This paper aims to introduce two effective numerical approaches for solving the mixed Volterra–Fredholm integro-differential equation of fractional order and multi-order with initial values. Despite the fact that the second approach transfers the integro-differential equations into a system of algebraic equations through the usage of operational matrices, these problems can be transferred to a system of algebraic equations by expanding the solution’s highest order derivative through the block pulse functions (BPFs). This is done by using the generalized operational matrices of BPFs for differentiation along with the fractional calculus properties in the first scheme, in which convergence of the solution obtained has been shown in the following.

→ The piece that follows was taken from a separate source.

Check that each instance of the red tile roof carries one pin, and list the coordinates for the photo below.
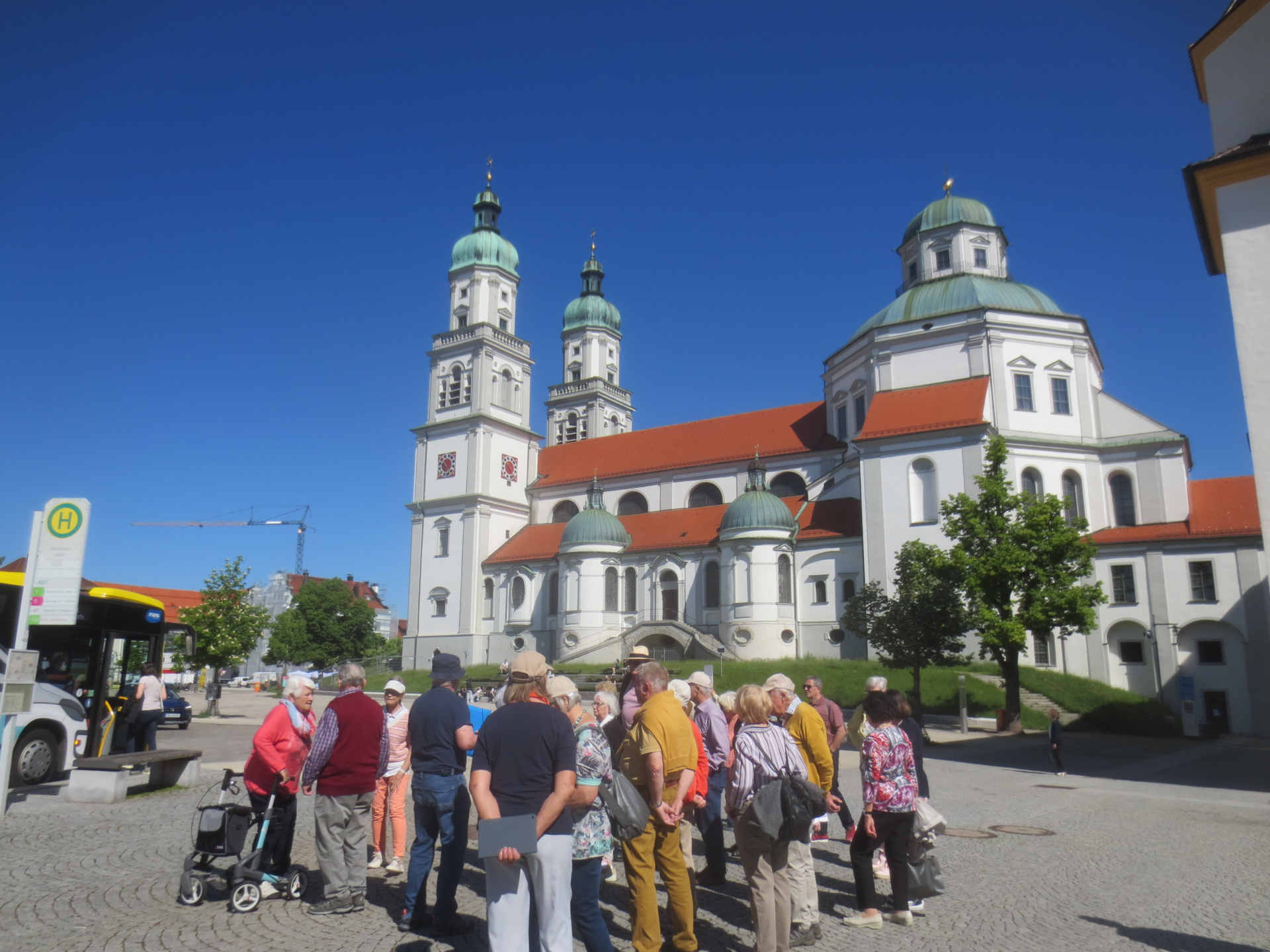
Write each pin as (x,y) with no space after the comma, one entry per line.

The accuracy and applicability of two proposed approaches will be compared by some relevant numerical examples, for which the exact solution is known.

本文旨在介绍两种有效的数值方法，用于求解带初始值的分数阶和多阶Volterra-Fredholm混合微分方程。尽管第二种方法通过使用运算矩阵将积分微分方程式转换为代数方程式系统，但可以通过使用块脉冲函数扩展解的最高阶导数，将这些问题转移到代数方程式系统中（ BPF）。这是通过使用BPF的广义运算矩阵进行微分以及第一种方案中的分数演算属性来完成的，其中获得的解的收敛性如下所示。

将通过一些相关的数值示例来比较两种提出的方​​法的准确性和适用性，对于这些示例，确切的解决方案是已知的。